Toda esa crueldad tenía fines políticos. Desde comienzos del siglo XX, en el país se había configurado una estrategia que se extiende hasta nuestros días y que explica la manipulación de los sectores más pobres y vulnerables en contra de sus propios intereses. La Revolución en Marcha de Alfonso López Pumarejo, presidente entre 1934 y 1938, había impulsado reformas constitucionales, agrarias y educativas. Consagró la función social de la propiedad, limitó el poder de los latifundios y fortaleció los sindicatos y la educación pública.

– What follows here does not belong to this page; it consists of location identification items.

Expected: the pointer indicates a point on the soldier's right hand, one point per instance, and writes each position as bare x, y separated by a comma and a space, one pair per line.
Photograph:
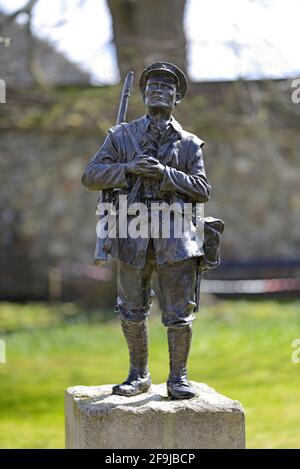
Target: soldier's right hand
139, 166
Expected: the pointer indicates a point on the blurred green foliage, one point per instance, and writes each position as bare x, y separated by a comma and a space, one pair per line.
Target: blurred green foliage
241, 348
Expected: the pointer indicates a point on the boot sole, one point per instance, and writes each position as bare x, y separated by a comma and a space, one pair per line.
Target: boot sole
140, 390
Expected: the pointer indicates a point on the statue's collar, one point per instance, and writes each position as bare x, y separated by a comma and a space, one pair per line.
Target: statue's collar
145, 121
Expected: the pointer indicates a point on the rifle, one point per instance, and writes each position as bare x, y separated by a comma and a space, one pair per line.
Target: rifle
100, 256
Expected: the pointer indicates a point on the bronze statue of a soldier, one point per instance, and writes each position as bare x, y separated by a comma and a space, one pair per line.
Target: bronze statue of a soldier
159, 161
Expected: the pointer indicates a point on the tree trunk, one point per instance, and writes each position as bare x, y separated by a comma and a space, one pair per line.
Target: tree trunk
146, 31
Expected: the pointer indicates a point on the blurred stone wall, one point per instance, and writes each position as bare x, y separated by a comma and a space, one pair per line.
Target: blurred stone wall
47, 218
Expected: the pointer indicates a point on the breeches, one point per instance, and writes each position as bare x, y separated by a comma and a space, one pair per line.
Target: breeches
177, 283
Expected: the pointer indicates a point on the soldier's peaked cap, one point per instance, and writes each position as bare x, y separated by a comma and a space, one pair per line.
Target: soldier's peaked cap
165, 67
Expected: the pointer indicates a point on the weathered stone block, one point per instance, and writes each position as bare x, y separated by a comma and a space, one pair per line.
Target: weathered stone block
97, 419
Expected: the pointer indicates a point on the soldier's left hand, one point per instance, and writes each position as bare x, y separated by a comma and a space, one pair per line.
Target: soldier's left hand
154, 168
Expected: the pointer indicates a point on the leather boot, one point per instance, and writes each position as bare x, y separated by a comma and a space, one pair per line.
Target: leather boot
179, 341
138, 381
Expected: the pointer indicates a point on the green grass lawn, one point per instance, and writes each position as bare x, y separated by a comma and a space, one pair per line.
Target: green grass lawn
240, 348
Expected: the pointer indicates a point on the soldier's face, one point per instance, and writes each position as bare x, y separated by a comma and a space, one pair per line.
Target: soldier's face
161, 93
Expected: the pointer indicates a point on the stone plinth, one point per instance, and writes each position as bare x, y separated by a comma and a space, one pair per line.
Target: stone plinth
97, 419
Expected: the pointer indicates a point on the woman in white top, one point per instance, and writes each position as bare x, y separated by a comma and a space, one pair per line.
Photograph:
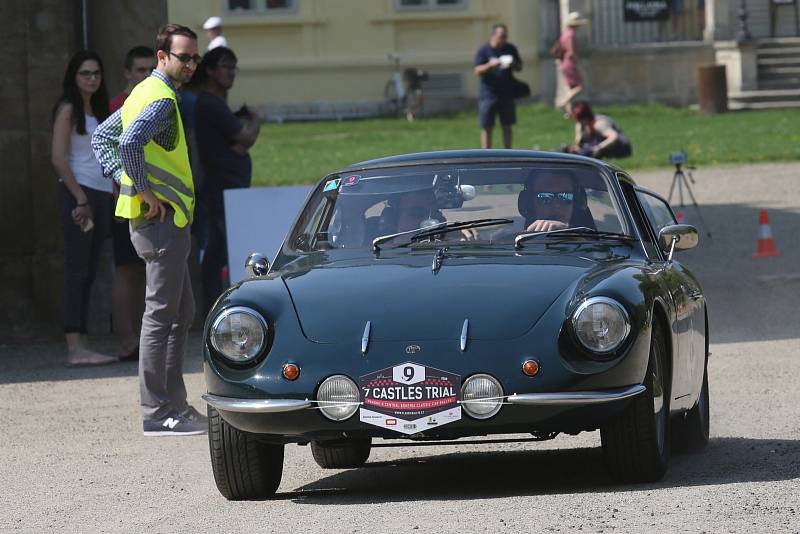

Sin embargo, la Iglesia católica tachó esas reformas de anticristianas y movilizó a los campesinos para que marcharan en su contra, en una crucifixión auto infligida en nombre del dios de los cielos y de sus hijos más ricos. Obispos y párrocos maldijeron la reforma agraria desde los púlpitos, la acusaron de «peligro socialista» y animaron a los campesinos a resistirse a las medidas, contribuyendo a frenar su aplicación. Esa alianza conservadora entre el clero y los terratenientes mantuvo intacto el orden rural que la Revolución en Marcha intentaba transformar.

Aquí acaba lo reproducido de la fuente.